La estadística fría en materia delictiva lo dice todo: en lo que va del corriente año, entre episodios de robos, hurtos y asaltos a mano armada perpetrados en el núcleo urbano Necochea-Quequén, los delincuentes sustrajeron la nada despreciable suma de $ 931.800 en dinero en efectivo.
Si a esa cifra se le agregan los robos de distintos objetos de valor como ha sido una característica en los últimos tiempos –podríamos enumerar televisores plasma, monitores LCD de computadoras, alhajas, entre varios elementos más-, los números superan ampliamente el millón de pesos y hasta nos atreveríamos a mencionar que el monto de lo sustraído bordea los dos millones de pesos.
Otra situación que no es menor y real es que en muchos de los casos acontecidos, los robos de dinero en efectivo no han podido ser esclarecidos, ya que es muy difícil que se puedan recuperar los billetes, a no ser que el ladrón sea atrapado por la Policía en inmediaciones de donde cometió el ilícito.
También sucede algo parecido con hechos en los cuales las pérdidas materiales para las víctimas han sido cuantiosas, por ejemplo, este año se ha dado el robo de paquetes de cigarrillos valuados en más de $ 30.000; 160 neumáticos de primeras marcas por un valor de $ 150.000; elementos de riego, máquinas eléctricas y herramientas de mano por más de $ 500.000, entre otros.
De todo tipo
“El delito va mutando”, se le escuchó decir a una alta autoridad policial de nuestra ciudad y es verdad. A los habituales episodios de “escruches” (cuando no hay ocupantes en un inmueble) y asaltos a mano armada (con cuchillos o armas de fuego) en comercios y trabajadores del volante, se sumaron las modalidades de arrebatos de carteras a mujeres en plena vía pública o patear puertas y ventanas de viviendas y sustraer aquellos objetos de valor que están más a mano.

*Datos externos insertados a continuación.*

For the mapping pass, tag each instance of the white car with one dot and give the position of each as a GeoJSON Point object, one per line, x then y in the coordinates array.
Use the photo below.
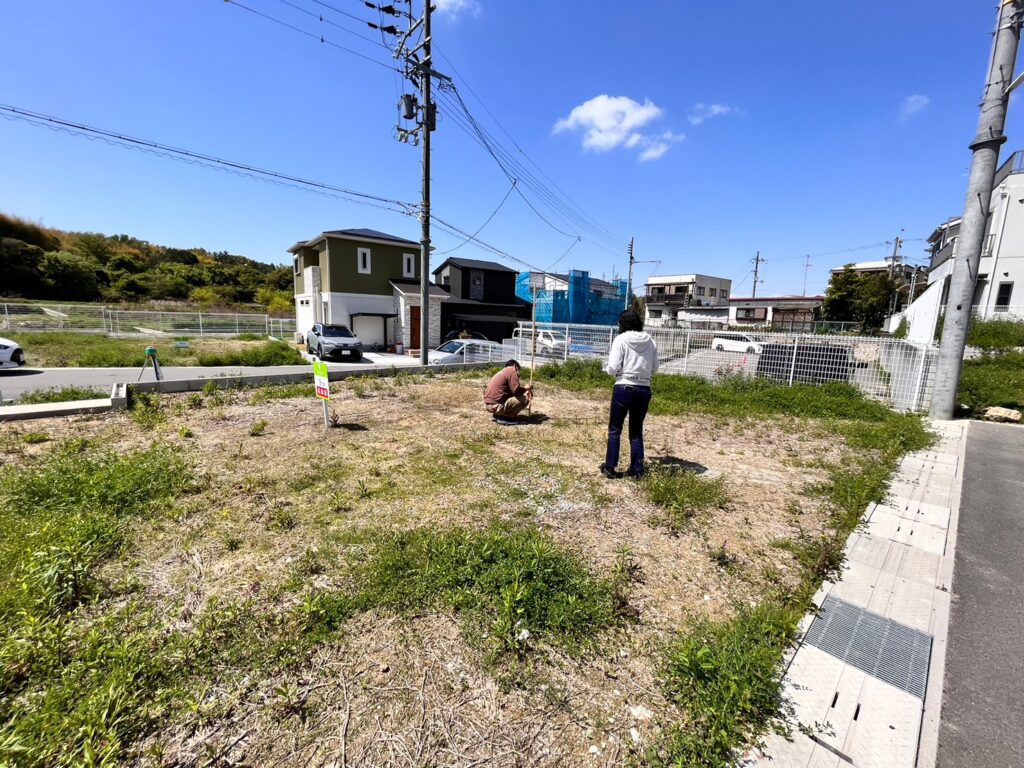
{"type": "Point", "coordinates": [465, 350]}
{"type": "Point", "coordinates": [548, 342]}
{"type": "Point", "coordinates": [11, 355]}
{"type": "Point", "coordinates": [735, 343]}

Los hechos se consuman a cualquier hora del día y hay casos en los cuales existen trabajos previos de “inteligencia” para actuar con mayor precisión, sin dejar demasiadas huellas que permita a los investigadores llegar al esclarecimiento.
En lo que va del 2012, hubo robos que causaron gran notoriedad como lo sucedido con la “entradera bancaria” a fines de agosto, donde dos sujetos que se desplazaban en moto despojaron de una bolsa con alrededor de $ 100.000 a un empleado de una firma constructora que se dirigía a un banco para realizar una operación comercial.
El asalto con suma violencia a la agencia marítima Trimar, frente a la Plaza Yrigoyen de Quequén, el domingo 1º de julio pasado a la mañana, también fue conmocionante. La banda de ladrones se apoderó de unos $ 200.000 y dejó encerradas a las víctimas en una bóveda del edificio de la calle 519.
Hechos con inusitada violencia
Durante los meses transcurridos de 2012 se produjeron episodios de asaltos con inusitada violencia y, en varios casos, los damnificados han sido personas mayores. Además de robarles dinero en efectivo y alhajas, sufrieron los embates de los delincuentes que, en procura de engrosar el botín, golpearon y maniataron a sus víctimas.
Un matrimonio del Barrio Capuchinos fue protagonista de un caso de estas características y dos malvivientes se llevaron $ 1.000 de la casa; otro matrimonio en la zona de Diagonal San Martín al 1500 también fue maltratado por los sujetos que se apoderaron de $ 3.000; una jubilada de calle 48 fue asaltada por un individuo en su propia vivienda y despojada de $ 1.500.
El padre de un conocido ex comisario de nuestra ciudad fue engañado por una pareja de delincuentes que le sustrajo de su casa $ 3.000 en efectivo y la lista continúa, lamentablemente, debido a que los más vulnerables son los adultos mayores.
Otros vecinos necochenses como el empresario José Luis Arrate fue protagonista de un hecho de maltrato para robarle $ 500 y hasta lo hirieron con un proyectil de arma de fuego en una pierna; otro caso similar padeció el arquitecto Arnoldo Serrano, ex funcionario municipal, a quien varios individuos lo golpearon en su casa y le sustrajeron $ 3.000.
La comerciante de Quequén, Roxana Serrano, fue mantenida cautiva durante 45 minutos por delincuentes que le robaron más de $ 30.000. Luego la pasearon por calles de esa ciudad en su propio automóvil hasta liberarla.
A Mario Rodríguez y señora, un grupo de ladrones los sorprendieron en su casa de calle 89 y les sustrajeron $ 20.000.
El empresario Martín Zagame también fue víctima de otro caso de extrema violencia, le dispararon dos veces con un arma y le robaron alrededor de $ 38.000 y el listado de damnificados sigue.